The leaders of Stormont’s two main parties have defended the continued payment of Assembly member salaries while devolution is in cold storage.
DUP leader Arlene Foster and Sinn Fein’s Michelle O’Neill stressed that their elected representatives were still working hard.
The 90 MLAs have been receiving their £49,500 basic salary since their election in March.
The UK government has the ultimate responsibility for any decision to reduce salaries amid the Stormont stand-off.
Asked if wages should be cut, Mrs Foster said: “I think that would be a relevant question if we weren’t doing any work.
“I have indicated very clearly that we intend to continue the negotiations, the coming together, the talks over the summer months.
“I do accept that there will be people off on holidays from time to time, but I think what you are hearing from myself and the DUP is a commitment to continue the work, because we want to find an accommodation that everybody can buy into and we want to find an accommodation that is long-lasting and that will not lead to further problems six months down the line.”

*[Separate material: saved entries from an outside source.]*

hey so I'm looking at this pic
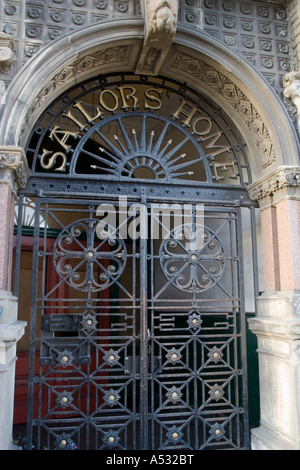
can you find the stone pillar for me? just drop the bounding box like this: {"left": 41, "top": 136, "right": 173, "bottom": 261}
{"left": 248, "top": 166, "right": 300, "bottom": 450}
{"left": 0, "top": 146, "right": 28, "bottom": 450}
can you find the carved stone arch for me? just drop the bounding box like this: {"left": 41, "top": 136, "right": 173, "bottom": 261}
{"left": 165, "top": 27, "right": 300, "bottom": 182}
{"left": 0, "top": 20, "right": 298, "bottom": 184}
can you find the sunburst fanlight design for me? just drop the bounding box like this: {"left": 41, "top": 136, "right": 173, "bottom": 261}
{"left": 72, "top": 113, "right": 208, "bottom": 181}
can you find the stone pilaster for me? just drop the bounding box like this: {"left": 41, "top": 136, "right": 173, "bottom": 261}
{"left": 0, "top": 291, "right": 26, "bottom": 450}
{"left": 248, "top": 165, "right": 300, "bottom": 450}
{"left": 0, "top": 146, "right": 28, "bottom": 450}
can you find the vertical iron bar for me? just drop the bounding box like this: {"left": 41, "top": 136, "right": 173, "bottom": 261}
{"left": 26, "top": 198, "right": 42, "bottom": 450}
{"left": 150, "top": 208, "right": 155, "bottom": 450}
{"left": 133, "top": 217, "right": 137, "bottom": 450}
{"left": 192, "top": 204, "right": 199, "bottom": 450}
{"left": 229, "top": 210, "right": 240, "bottom": 443}
{"left": 250, "top": 206, "right": 259, "bottom": 311}
{"left": 140, "top": 212, "right": 148, "bottom": 449}
{"left": 236, "top": 207, "right": 250, "bottom": 449}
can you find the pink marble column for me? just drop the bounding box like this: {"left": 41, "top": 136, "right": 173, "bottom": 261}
{"left": 259, "top": 198, "right": 300, "bottom": 293}
{"left": 260, "top": 206, "right": 280, "bottom": 292}
{"left": 276, "top": 199, "right": 300, "bottom": 291}
{"left": 248, "top": 167, "right": 300, "bottom": 450}
{"left": 0, "top": 146, "right": 28, "bottom": 449}
{"left": 0, "top": 183, "right": 15, "bottom": 292}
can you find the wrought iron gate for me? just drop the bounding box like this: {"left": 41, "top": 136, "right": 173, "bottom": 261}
{"left": 18, "top": 196, "right": 249, "bottom": 450}
{"left": 14, "top": 73, "right": 258, "bottom": 450}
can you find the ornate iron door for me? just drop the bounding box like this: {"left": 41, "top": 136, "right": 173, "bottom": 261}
{"left": 23, "top": 196, "right": 249, "bottom": 450}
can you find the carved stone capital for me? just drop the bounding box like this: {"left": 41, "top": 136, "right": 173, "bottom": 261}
{"left": 248, "top": 165, "right": 300, "bottom": 208}
{"left": 136, "top": 0, "right": 180, "bottom": 76}
{"left": 0, "top": 33, "right": 13, "bottom": 69}
{"left": 0, "top": 147, "right": 29, "bottom": 191}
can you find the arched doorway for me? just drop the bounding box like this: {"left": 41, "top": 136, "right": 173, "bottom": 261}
{"left": 0, "top": 7, "right": 298, "bottom": 450}
{"left": 13, "top": 73, "right": 259, "bottom": 450}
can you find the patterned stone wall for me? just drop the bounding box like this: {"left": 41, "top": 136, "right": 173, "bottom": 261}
{"left": 0, "top": 1, "right": 293, "bottom": 95}
{"left": 0, "top": 0, "right": 142, "bottom": 86}
{"left": 178, "top": 0, "right": 290, "bottom": 94}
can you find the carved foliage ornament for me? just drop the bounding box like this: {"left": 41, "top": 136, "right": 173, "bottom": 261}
{"left": 22, "top": 46, "right": 130, "bottom": 134}
{"left": 248, "top": 166, "right": 300, "bottom": 202}
{"left": 171, "top": 51, "right": 276, "bottom": 168}
{"left": 0, "top": 148, "right": 29, "bottom": 189}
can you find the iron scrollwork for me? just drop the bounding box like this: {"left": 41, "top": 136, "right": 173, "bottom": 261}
{"left": 53, "top": 218, "right": 126, "bottom": 292}
{"left": 160, "top": 223, "right": 226, "bottom": 293}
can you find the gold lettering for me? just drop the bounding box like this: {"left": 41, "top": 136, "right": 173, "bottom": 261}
{"left": 171, "top": 100, "right": 198, "bottom": 127}
{"left": 40, "top": 149, "right": 67, "bottom": 172}
{"left": 73, "top": 101, "right": 104, "bottom": 124}
{"left": 64, "top": 111, "right": 86, "bottom": 131}
{"left": 200, "top": 130, "right": 231, "bottom": 159}
{"left": 144, "top": 88, "right": 163, "bottom": 110}
{"left": 49, "top": 126, "right": 78, "bottom": 151}
{"left": 211, "top": 160, "right": 238, "bottom": 180}
{"left": 117, "top": 86, "right": 139, "bottom": 110}
{"left": 99, "top": 89, "right": 119, "bottom": 112}
{"left": 192, "top": 117, "right": 212, "bottom": 136}
{"left": 64, "top": 102, "right": 104, "bottom": 129}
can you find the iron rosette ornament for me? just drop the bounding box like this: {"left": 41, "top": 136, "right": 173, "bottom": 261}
{"left": 160, "top": 223, "right": 226, "bottom": 293}
{"left": 53, "top": 218, "right": 126, "bottom": 292}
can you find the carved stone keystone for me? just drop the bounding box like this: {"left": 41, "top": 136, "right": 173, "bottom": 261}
{"left": 136, "top": 0, "right": 180, "bottom": 76}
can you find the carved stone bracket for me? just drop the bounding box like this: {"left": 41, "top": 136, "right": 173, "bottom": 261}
{"left": 0, "top": 147, "right": 29, "bottom": 192}
{"left": 0, "top": 33, "right": 13, "bottom": 70}
{"left": 283, "top": 71, "right": 300, "bottom": 138}
{"left": 0, "top": 33, "right": 13, "bottom": 103}
{"left": 136, "top": 0, "right": 180, "bottom": 76}
{"left": 248, "top": 165, "right": 300, "bottom": 207}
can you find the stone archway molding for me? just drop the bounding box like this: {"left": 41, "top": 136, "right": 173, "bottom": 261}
{"left": 0, "top": 19, "right": 298, "bottom": 184}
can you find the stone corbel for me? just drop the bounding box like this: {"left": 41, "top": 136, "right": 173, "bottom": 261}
{"left": 136, "top": 0, "right": 180, "bottom": 76}
{"left": 0, "top": 146, "right": 29, "bottom": 193}
{"left": 0, "top": 33, "right": 13, "bottom": 70}
{"left": 283, "top": 71, "right": 300, "bottom": 138}
{"left": 0, "top": 33, "right": 13, "bottom": 104}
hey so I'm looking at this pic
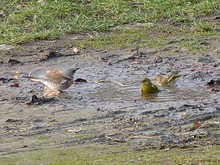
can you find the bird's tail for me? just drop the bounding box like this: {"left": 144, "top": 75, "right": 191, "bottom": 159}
{"left": 167, "top": 74, "right": 181, "bottom": 84}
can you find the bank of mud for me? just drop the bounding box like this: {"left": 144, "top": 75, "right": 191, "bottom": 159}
{"left": 0, "top": 31, "right": 219, "bottom": 157}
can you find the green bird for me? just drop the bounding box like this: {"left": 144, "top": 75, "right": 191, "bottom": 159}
{"left": 155, "top": 73, "right": 181, "bottom": 87}
{"left": 140, "top": 78, "right": 159, "bottom": 95}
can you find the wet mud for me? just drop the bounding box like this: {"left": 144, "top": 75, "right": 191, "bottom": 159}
{"left": 0, "top": 32, "right": 219, "bottom": 156}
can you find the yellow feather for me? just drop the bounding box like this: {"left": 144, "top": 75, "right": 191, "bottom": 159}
{"left": 140, "top": 78, "right": 159, "bottom": 94}
{"left": 155, "top": 73, "right": 181, "bottom": 86}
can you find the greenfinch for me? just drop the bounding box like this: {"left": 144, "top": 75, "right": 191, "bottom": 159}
{"left": 155, "top": 73, "right": 181, "bottom": 87}
{"left": 140, "top": 78, "right": 159, "bottom": 95}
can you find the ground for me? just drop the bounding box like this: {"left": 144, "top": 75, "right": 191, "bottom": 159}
{"left": 0, "top": 24, "right": 220, "bottom": 164}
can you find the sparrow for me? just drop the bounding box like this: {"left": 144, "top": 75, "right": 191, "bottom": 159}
{"left": 140, "top": 78, "right": 160, "bottom": 95}
{"left": 23, "top": 68, "right": 79, "bottom": 96}
{"left": 155, "top": 72, "right": 181, "bottom": 87}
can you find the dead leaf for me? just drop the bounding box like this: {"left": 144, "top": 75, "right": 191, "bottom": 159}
{"left": 67, "top": 127, "right": 82, "bottom": 133}
{"left": 72, "top": 47, "right": 80, "bottom": 54}
{"left": 193, "top": 121, "right": 202, "bottom": 129}
{"left": 10, "top": 83, "right": 20, "bottom": 88}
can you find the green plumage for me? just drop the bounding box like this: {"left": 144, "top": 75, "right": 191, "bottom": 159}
{"left": 141, "top": 78, "right": 159, "bottom": 94}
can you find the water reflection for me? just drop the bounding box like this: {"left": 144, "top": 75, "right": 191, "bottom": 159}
{"left": 140, "top": 93, "right": 158, "bottom": 101}
{"left": 88, "top": 81, "right": 208, "bottom": 103}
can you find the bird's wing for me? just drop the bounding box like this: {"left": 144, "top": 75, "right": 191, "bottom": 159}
{"left": 167, "top": 74, "right": 181, "bottom": 84}
{"left": 43, "top": 74, "right": 71, "bottom": 83}
{"left": 160, "top": 76, "right": 168, "bottom": 86}
{"left": 151, "top": 83, "right": 158, "bottom": 90}
{"left": 140, "top": 88, "right": 144, "bottom": 93}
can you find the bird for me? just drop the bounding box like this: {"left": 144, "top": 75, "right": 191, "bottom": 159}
{"left": 155, "top": 72, "right": 181, "bottom": 87}
{"left": 23, "top": 68, "right": 79, "bottom": 96}
{"left": 140, "top": 78, "right": 160, "bottom": 95}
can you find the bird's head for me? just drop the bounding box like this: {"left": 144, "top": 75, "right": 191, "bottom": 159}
{"left": 142, "top": 78, "right": 152, "bottom": 85}
{"left": 155, "top": 75, "right": 163, "bottom": 83}
{"left": 65, "top": 68, "right": 79, "bottom": 79}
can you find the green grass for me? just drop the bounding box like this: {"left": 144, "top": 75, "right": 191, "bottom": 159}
{"left": 1, "top": 144, "right": 220, "bottom": 165}
{"left": 0, "top": 1, "right": 220, "bottom": 164}
{"left": 0, "top": 0, "right": 219, "bottom": 44}
{"left": 74, "top": 26, "right": 220, "bottom": 52}
{"left": 75, "top": 28, "right": 166, "bottom": 50}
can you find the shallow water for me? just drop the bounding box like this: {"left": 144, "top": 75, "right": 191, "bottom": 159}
{"left": 88, "top": 81, "right": 209, "bottom": 103}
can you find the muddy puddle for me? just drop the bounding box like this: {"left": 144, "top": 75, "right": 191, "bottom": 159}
{"left": 90, "top": 81, "right": 209, "bottom": 102}
{"left": 0, "top": 33, "right": 220, "bottom": 156}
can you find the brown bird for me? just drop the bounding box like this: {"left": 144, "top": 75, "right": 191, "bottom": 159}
{"left": 23, "top": 68, "right": 79, "bottom": 96}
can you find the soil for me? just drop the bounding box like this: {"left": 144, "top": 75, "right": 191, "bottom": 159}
{"left": 0, "top": 31, "right": 219, "bottom": 156}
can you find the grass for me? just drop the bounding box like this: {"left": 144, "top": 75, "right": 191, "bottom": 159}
{"left": 1, "top": 144, "right": 220, "bottom": 165}
{"left": 74, "top": 26, "right": 220, "bottom": 52}
{"left": 0, "top": 0, "right": 219, "bottom": 44}
{"left": 75, "top": 27, "right": 166, "bottom": 50}
{"left": 0, "top": 1, "right": 220, "bottom": 164}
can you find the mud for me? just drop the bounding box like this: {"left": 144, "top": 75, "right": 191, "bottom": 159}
{"left": 0, "top": 32, "right": 219, "bottom": 156}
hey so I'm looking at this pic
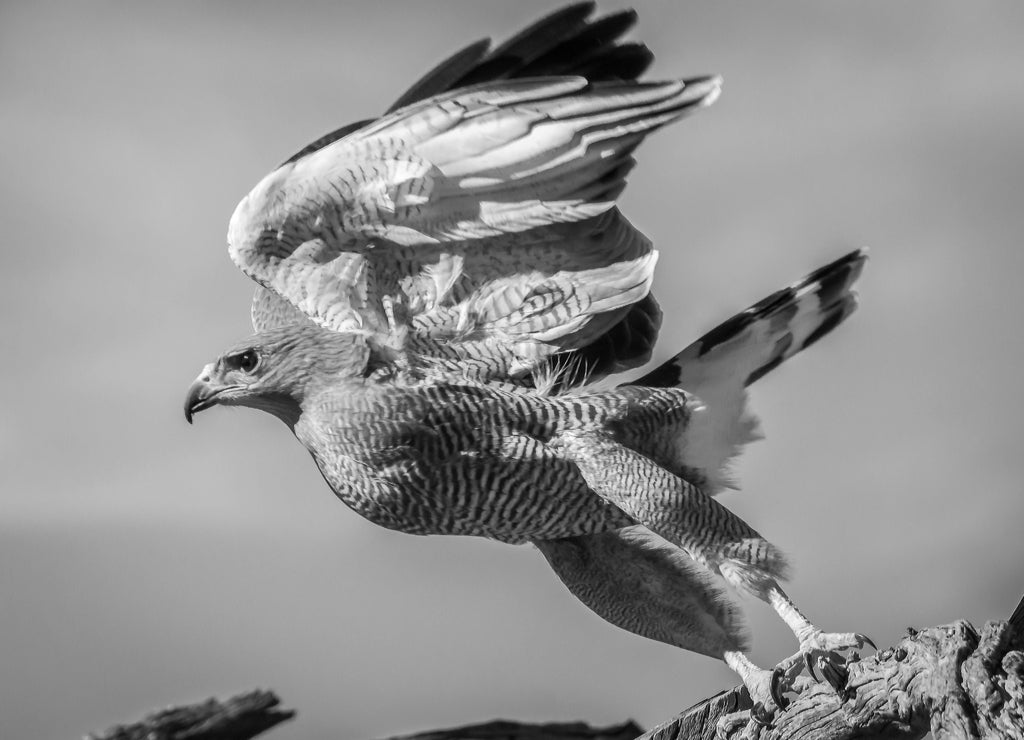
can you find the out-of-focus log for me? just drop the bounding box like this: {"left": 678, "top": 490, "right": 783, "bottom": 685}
{"left": 86, "top": 689, "right": 294, "bottom": 740}
{"left": 85, "top": 600, "right": 1024, "bottom": 740}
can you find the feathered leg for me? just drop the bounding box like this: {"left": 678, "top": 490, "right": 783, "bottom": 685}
{"left": 767, "top": 586, "right": 875, "bottom": 691}
{"left": 534, "top": 526, "right": 748, "bottom": 659}
{"left": 534, "top": 527, "right": 784, "bottom": 729}
{"left": 555, "top": 430, "right": 872, "bottom": 723}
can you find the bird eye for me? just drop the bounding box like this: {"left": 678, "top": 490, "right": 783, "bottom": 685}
{"left": 231, "top": 349, "right": 260, "bottom": 374}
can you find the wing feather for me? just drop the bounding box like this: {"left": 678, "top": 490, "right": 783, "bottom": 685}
{"left": 231, "top": 76, "right": 719, "bottom": 377}
{"left": 452, "top": 2, "right": 597, "bottom": 88}
{"left": 242, "top": 7, "right": 720, "bottom": 382}
{"left": 519, "top": 9, "right": 641, "bottom": 78}
{"left": 386, "top": 39, "right": 492, "bottom": 115}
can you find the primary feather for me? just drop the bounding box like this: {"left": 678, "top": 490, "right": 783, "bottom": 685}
{"left": 188, "top": 4, "right": 870, "bottom": 714}
{"left": 244, "top": 3, "right": 713, "bottom": 384}
{"left": 229, "top": 75, "right": 719, "bottom": 380}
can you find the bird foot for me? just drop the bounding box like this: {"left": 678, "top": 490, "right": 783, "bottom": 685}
{"left": 716, "top": 708, "right": 767, "bottom": 740}
{"left": 797, "top": 630, "right": 875, "bottom": 694}
{"left": 715, "top": 653, "right": 840, "bottom": 738}
{"left": 715, "top": 664, "right": 790, "bottom": 739}
{"left": 716, "top": 686, "right": 797, "bottom": 740}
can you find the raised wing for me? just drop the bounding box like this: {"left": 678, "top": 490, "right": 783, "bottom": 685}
{"left": 235, "top": 6, "right": 720, "bottom": 382}
{"left": 284, "top": 3, "right": 652, "bottom": 168}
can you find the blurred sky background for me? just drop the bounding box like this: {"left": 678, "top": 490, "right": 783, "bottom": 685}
{"left": 2, "top": 2, "right": 1024, "bottom": 738}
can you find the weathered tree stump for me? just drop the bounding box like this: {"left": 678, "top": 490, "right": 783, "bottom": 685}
{"left": 642, "top": 617, "right": 1024, "bottom": 740}
{"left": 86, "top": 609, "right": 1024, "bottom": 740}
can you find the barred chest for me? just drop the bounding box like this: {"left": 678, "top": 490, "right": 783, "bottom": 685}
{"left": 294, "top": 381, "right": 632, "bottom": 542}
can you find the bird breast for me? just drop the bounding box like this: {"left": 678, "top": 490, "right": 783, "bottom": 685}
{"left": 295, "top": 381, "right": 691, "bottom": 542}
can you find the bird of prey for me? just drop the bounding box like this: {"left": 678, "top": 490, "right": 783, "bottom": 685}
{"left": 185, "top": 3, "right": 871, "bottom": 729}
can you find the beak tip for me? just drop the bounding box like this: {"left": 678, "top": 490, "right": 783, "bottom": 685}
{"left": 184, "top": 377, "right": 215, "bottom": 425}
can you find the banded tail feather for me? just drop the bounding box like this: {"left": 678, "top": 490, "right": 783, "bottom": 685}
{"left": 636, "top": 249, "right": 866, "bottom": 392}
{"left": 632, "top": 249, "right": 867, "bottom": 494}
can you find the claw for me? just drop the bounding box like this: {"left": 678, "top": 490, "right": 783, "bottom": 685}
{"left": 818, "top": 655, "right": 849, "bottom": 693}
{"left": 750, "top": 701, "right": 773, "bottom": 727}
{"left": 804, "top": 651, "right": 818, "bottom": 681}
{"left": 769, "top": 666, "right": 791, "bottom": 711}
{"left": 857, "top": 633, "right": 877, "bottom": 651}
{"left": 716, "top": 712, "right": 751, "bottom": 740}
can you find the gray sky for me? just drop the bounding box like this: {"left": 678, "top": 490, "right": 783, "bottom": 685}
{"left": 2, "top": 2, "right": 1023, "bottom": 739}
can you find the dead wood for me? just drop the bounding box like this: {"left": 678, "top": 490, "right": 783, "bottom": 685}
{"left": 85, "top": 689, "right": 294, "bottom": 740}
{"left": 643, "top": 616, "right": 1024, "bottom": 740}
{"left": 85, "top": 606, "right": 1024, "bottom": 740}
{"left": 380, "top": 719, "right": 645, "bottom": 740}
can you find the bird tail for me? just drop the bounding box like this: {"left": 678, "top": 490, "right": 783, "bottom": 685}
{"left": 630, "top": 249, "right": 867, "bottom": 493}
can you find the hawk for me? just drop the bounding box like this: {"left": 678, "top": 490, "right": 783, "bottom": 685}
{"left": 185, "top": 3, "right": 871, "bottom": 728}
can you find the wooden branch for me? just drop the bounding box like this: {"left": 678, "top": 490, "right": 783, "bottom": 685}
{"left": 642, "top": 618, "right": 1024, "bottom": 740}
{"left": 85, "top": 612, "right": 1024, "bottom": 740}
{"left": 380, "top": 719, "right": 645, "bottom": 740}
{"left": 637, "top": 687, "right": 747, "bottom": 740}
{"left": 86, "top": 689, "right": 295, "bottom": 740}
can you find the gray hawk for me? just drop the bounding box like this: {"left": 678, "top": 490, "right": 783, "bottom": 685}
{"left": 185, "top": 3, "right": 872, "bottom": 729}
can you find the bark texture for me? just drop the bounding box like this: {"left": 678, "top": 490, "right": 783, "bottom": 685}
{"left": 85, "top": 614, "right": 1024, "bottom": 740}
{"left": 644, "top": 618, "right": 1024, "bottom": 740}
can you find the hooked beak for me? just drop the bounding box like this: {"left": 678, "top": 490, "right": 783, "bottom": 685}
{"left": 184, "top": 365, "right": 221, "bottom": 424}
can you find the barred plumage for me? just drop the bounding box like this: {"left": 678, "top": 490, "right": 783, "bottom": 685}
{"left": 186, "top": 4, "right": 873, "bottom": 729}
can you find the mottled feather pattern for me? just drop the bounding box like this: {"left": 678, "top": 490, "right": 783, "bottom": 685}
{"left": 257, "top": 247, "right": 866, "bottom": 556}
{"left": 299, "top": 378, "right": 716, "bottom": 543}
{"left": 631, "top": 249, "right": 867, "bottom": 494}
{"left": 638, "top": 249, "right": 866, "bottom": 390}
{"left": 535, "top": 526, "right": 748, "bottom": 657}
{"left": 192, "top": 4, "right": 872, "bottom": 683}
{"left": 555, "top": 428, "right": 789, "bottom": 595}
{"left": 256, "top": 2, "right": 673, "bottom": 379}
{"left": 230, "top": 75, "right": 719, "bottom": 380}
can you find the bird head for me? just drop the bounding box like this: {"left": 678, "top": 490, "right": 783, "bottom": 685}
{"left": 184, "top": 322, "right": 370, "bottom": 427}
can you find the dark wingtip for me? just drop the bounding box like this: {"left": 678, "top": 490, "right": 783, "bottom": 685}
{"left": 386, "top": 37, "right": 492, "bottom": 114}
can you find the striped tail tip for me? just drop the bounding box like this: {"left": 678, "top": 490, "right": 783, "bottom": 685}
{"left": 635, "top": 248, "right": 868, "bottom": 391}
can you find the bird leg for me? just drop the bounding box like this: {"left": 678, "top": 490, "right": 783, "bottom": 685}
{"left": 767, "top": 585, "right": 875, "bottom": 694}
{"left": 716, "top": 650, "right": 815, "bottom": 739}
{"left": 533, "top": 529, "right": 800, "bottom": 738}
{"left": 551, "top": 433, "right": 873, "bottom": 714}
{"left": 715, "top": 584, "right": 874, "bottom": 738}
{"left": 725, "top": 650, "right": 787, "bottom": 714}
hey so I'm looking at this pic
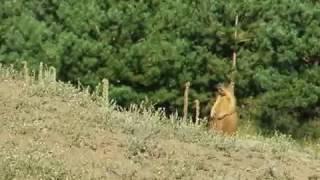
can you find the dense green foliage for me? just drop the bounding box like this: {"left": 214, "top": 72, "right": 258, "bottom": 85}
{"left": 1, "top": 0, "right": 319, "bottom": 139}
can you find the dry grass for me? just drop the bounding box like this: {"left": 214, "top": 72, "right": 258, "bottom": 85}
{"left": 0, "top": 63, "right": 319, "bottom": 180}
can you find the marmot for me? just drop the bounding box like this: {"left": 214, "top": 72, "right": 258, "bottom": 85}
{"left": 209, "top": 82, "right": 238, "bottom": 135}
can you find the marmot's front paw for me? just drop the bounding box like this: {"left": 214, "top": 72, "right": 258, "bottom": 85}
{"left": 210, "top": 110, "right": 216, "bottom": 118}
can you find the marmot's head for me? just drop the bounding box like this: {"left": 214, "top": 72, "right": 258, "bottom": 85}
{"left": 215, "top": 83, "right": 228, "bottom": 96}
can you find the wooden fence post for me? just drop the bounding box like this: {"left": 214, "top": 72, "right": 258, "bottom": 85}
{"left": 194, "top": 99, "right": 200, "bottom": 125}
{"left": 183, "top": 81, "right": 190, "bottom": 122}
{"left": 38, "top": 62, "right": 44, "bottom": 85}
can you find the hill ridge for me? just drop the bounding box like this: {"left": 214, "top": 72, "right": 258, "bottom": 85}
{"left": 0, "top": 67, "right": 319, "bottom": 179}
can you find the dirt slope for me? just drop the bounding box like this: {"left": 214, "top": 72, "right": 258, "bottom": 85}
{"left": 0, "top": 77, "right": 319, "bottom": 180}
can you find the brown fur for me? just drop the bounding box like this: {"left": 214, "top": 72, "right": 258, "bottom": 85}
{"left": 208, "top": 82, "right": 238, "bottom": 135}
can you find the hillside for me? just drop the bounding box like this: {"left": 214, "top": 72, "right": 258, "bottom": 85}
{"left": 0, "top": 68, "right": 319, "bottom": 180}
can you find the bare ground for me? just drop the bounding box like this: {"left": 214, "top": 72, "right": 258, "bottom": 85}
{"left": 0, "top": 77, "right": 320, "bottom": 180}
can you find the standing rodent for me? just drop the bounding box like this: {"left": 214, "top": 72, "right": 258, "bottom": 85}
{"left": 208, "top": 82, "right": 238, "bottom": 135}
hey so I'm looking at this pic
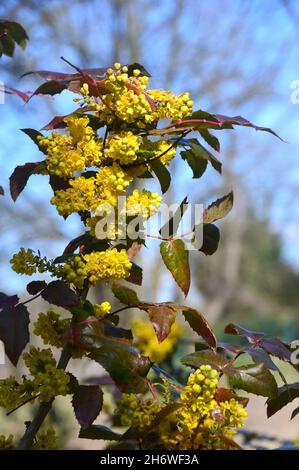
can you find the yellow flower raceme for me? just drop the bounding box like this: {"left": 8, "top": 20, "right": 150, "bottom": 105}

Sinn Fein MLAs are not paid the full Assembly salary. They take what the party deems an average industrial wage, with the remainder going to Sinn Fein coffers.
Mrs O’Neill highlighted that her party’s MLAs were still doing important work in their constituencies.
“Our people are here, our MLAs are here,” she said. “They are working and they will continue to work.”
Sinn Fein president Gerry Adams said his party’s representatives were not in politics for the money, but to deliver for people.